By the holidays and the early months of 2012, disillusionment may carry many into a valley of despair—a lengthy stage that proceeds working through grief toward final acceptance and adjustment.

 

“Homeowners, with help from family, friends or volunteers, have gutted and mucked out their homes. They’ve seen their destroyed personal and family possessions piled along the curb awaiting disposal and have struggled to say good-bye to them,” Unruh said. “Now they face winter, along with the uncertainty of whether or how their homes will be restored.”

 

“Will volunteers choose to come to Minot?” Unruh asks, quickly adding, “If volunteers do show up, the entire community will notice, and the winter will not seem so cold and the future will not be quite as uncertain.”

 

Unruh, a community mental health worker, says North Dakotans perceive themselves as solid, uncomplaining and self-sufficient—much like the folks of Garrison Keillor’s Lake Woebegone. “With nearly every job card I signed off on after a house had been mucked out and sanitized, the homeowner shared tears, then apologized for having done so,” Unruh said.  At this landmark on their road to recovery, victims were lamenting the trauma they’d endured while also expressing gratitude for the help received, he explained.

 

“When you’re struggling to muck out your house alone, and six or eight volunteers come along to help you, it’s emotional,” Unruh says.

 

“Getting volunteers to serve in Minot may be a special challenge.

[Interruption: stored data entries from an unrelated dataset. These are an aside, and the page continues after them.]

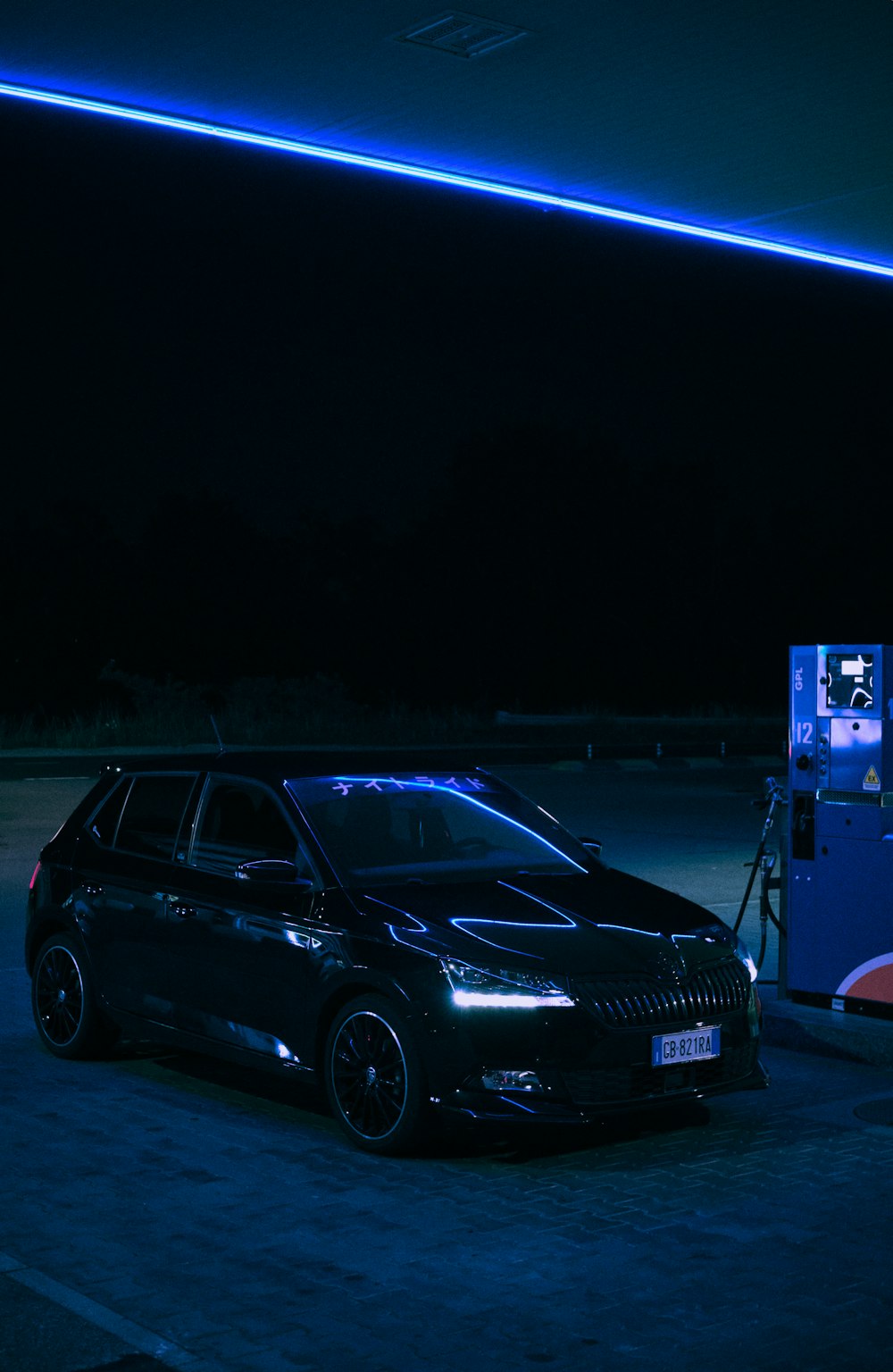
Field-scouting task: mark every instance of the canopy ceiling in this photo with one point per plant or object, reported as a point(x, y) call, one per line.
point(767, 120)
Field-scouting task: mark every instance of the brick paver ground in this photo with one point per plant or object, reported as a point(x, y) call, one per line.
point(174, 1208)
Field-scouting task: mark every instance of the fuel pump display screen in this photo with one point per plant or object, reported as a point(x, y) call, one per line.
point(849, 681)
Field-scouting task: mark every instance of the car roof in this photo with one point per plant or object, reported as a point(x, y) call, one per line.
point(276, 765)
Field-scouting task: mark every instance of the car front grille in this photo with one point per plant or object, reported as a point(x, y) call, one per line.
point(624, 1003)
point(626, 1085)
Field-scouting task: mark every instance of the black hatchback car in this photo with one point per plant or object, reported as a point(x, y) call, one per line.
point(420, 941)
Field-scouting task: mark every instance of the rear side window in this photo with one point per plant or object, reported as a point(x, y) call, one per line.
point(104, 824)
point(153, 814)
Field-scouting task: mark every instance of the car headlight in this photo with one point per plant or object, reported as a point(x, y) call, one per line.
point(502, 990)
point(726, 936)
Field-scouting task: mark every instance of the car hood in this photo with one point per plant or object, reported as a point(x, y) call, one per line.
point(600, 924)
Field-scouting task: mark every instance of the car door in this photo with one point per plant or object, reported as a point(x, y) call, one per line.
point(247, 937)
point(122, 863)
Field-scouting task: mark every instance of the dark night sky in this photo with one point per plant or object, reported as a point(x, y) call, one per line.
point(263, 414)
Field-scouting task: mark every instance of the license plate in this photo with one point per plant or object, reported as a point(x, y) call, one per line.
point(670, 1050)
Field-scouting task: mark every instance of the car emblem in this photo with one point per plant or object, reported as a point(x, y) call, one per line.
point(667, 965)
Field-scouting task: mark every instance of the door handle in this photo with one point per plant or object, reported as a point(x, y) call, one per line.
point(184, 911)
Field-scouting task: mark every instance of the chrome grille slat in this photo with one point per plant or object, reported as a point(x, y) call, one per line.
point(623, 1003)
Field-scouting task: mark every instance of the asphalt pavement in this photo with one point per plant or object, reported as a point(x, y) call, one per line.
point(168, 1212)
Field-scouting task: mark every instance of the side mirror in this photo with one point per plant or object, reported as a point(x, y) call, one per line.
point(273, 869)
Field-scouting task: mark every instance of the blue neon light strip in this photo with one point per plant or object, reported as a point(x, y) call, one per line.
point(468, 183)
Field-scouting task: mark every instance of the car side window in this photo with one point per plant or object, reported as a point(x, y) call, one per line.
point(104, 822)
point(243, 822)
point(153, 814)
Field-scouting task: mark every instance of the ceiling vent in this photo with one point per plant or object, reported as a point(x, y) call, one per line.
point(463, 35)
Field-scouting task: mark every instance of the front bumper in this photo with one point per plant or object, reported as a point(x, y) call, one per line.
point(588, 1097)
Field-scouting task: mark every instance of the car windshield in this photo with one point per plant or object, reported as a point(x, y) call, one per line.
point(442, 826)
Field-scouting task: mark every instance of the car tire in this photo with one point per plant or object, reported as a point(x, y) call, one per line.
point(63, 1002)
point(375, 1077)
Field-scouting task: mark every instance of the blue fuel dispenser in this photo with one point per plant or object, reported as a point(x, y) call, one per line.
point(839, 844)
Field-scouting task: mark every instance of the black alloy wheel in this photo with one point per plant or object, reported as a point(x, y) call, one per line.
point(375, 1079)
point(63, 1002)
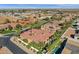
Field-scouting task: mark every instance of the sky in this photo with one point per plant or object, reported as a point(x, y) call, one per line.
point(39, 6)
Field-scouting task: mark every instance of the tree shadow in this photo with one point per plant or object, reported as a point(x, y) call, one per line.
point(61, 47)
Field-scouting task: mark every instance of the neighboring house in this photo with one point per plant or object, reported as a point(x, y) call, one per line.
point(36, 35)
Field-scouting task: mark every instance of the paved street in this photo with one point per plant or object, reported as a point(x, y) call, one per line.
point(24, 48)
point(5, 41)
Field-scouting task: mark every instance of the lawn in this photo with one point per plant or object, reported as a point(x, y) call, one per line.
point(57, 35)
point(54, 45)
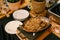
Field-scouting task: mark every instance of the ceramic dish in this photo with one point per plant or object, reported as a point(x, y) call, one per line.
point(11, 26)
point(21, 14)
point(36, 24)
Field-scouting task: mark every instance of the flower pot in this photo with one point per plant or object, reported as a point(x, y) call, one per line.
point(14, 6)
point(38, 6)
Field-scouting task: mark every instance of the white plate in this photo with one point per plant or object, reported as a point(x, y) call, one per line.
point(11, 26)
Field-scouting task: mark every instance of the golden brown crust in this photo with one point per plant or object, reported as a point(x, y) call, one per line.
point(33, 14)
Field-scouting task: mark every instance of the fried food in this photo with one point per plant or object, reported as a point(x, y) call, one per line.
point(35, 24)
point(33, 14)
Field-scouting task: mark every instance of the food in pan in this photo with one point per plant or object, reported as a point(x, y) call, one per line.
point(35, 24)
point(55, 27)
point(33, 14)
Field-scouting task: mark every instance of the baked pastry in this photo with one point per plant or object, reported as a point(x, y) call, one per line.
point(33, 14)
point(35, 24)
point(55, 28)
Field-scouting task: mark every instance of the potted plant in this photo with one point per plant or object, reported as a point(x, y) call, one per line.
point(14, 4)
point(38, 5)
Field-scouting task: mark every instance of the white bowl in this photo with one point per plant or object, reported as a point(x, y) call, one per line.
point(21, 14)
point(12, 26)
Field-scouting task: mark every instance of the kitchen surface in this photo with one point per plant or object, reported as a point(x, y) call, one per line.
point(29, 19)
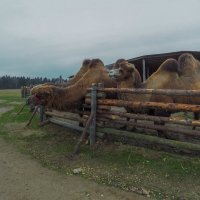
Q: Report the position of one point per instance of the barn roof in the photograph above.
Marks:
(155, 60)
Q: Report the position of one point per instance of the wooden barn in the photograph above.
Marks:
(148, 64)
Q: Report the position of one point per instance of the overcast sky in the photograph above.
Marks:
(52, 37)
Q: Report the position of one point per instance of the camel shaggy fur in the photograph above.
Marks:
(72, 97)
(172, 74)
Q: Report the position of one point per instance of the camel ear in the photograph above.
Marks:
(86, 62)
(130, 67)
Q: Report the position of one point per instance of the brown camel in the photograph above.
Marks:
(184, 74)
(72, 97)
(80, 73)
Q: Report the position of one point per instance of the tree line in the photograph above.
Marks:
(13, 82)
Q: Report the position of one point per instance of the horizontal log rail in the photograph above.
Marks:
(187, 132)
(113, 115)
(193, 93)
(64, 116)
(173, 107)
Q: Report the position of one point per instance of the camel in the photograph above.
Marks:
(72, 96)
(172, 74)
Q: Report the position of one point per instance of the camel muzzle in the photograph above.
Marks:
(114, 73)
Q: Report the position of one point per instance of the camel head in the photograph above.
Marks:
(96, 63)
(124, 71)
(42, 92)
(86, 62)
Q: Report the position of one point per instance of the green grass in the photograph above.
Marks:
(166, 176)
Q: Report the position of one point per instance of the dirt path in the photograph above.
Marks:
(22, 178)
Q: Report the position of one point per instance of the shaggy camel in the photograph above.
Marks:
(184, 74)
(72, 97)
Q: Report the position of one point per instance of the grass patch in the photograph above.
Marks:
(163, 175)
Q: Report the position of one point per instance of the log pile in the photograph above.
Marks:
(158, 132)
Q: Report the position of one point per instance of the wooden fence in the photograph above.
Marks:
(177, 133)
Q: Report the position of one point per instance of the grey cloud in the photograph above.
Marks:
(50, 38)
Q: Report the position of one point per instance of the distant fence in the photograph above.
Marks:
(110, 119)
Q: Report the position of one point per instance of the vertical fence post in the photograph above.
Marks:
(143, 70)
(42, 116)
(93, 111)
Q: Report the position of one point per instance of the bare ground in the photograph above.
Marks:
(22, 178)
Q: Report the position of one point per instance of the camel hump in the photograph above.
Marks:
(188, 64)
(86, 62)
(117, 63)
(185, 58)
(170, 65)
(96, 62)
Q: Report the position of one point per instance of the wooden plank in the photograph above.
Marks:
(192, 133)
(173, 107)
(143, 70)
(64, 116)
(93, 113)
(193, 93)
(114, 114)
(73, 126)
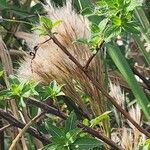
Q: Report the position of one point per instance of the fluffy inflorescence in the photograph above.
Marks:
(50, 63)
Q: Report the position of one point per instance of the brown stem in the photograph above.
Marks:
(25, 128)
(92, 56)
(7, 116)
(98, 86)
(87, 129)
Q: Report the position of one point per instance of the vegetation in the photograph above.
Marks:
(100, 104)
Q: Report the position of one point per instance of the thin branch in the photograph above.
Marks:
(16, 123)
(14, 142)
(87, 129)
(146, 82)
(98, 85)
(5, 127)
(92, 56)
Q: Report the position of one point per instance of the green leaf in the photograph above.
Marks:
(4, 94)
(133, 4)
(72, 135)
(98, 119)
(1, 73)
(102, 24)
(71, 122)
(54, 131)
(142, 48)
(46, 22)
(112, 32)
(86, 143)
(95, 28)
(86, 122)
(116, 21)
(57, 23)
(120, 61)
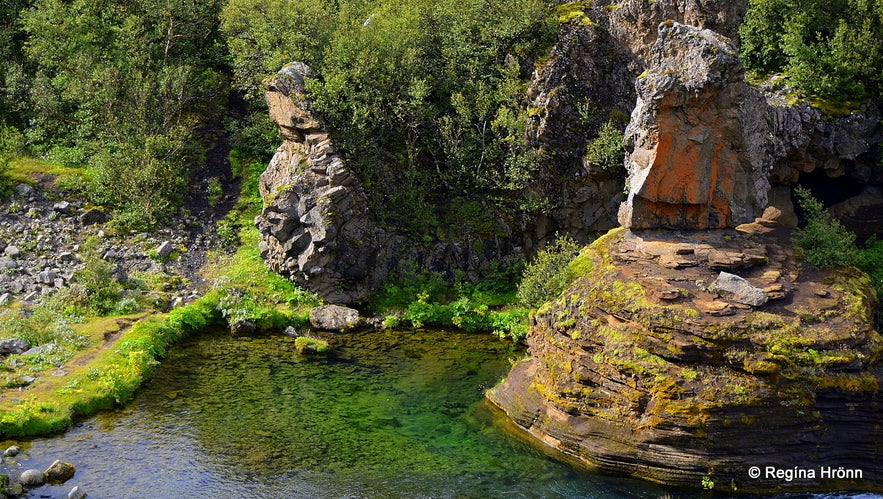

However, I’m confident that once our service-minded volunteers understand the great need of Minot’s families, they’ll choose to come here to serve,” Unruh said. Then he quoted a favorite saying of former MDS director Tom Smucker: “When our hearts understand how another human being has been harmed, responding is not difficult, it’s mandatory.” Unruh added, “Even in the cold!”

 

Unruh guarantees that volunteers who choose to go to Minot this winter will experience the residents’ “immense sense of gratitude,” hospitality and friendliness. And if that’s not incentive enough, there are reports of great ice fishing in the area!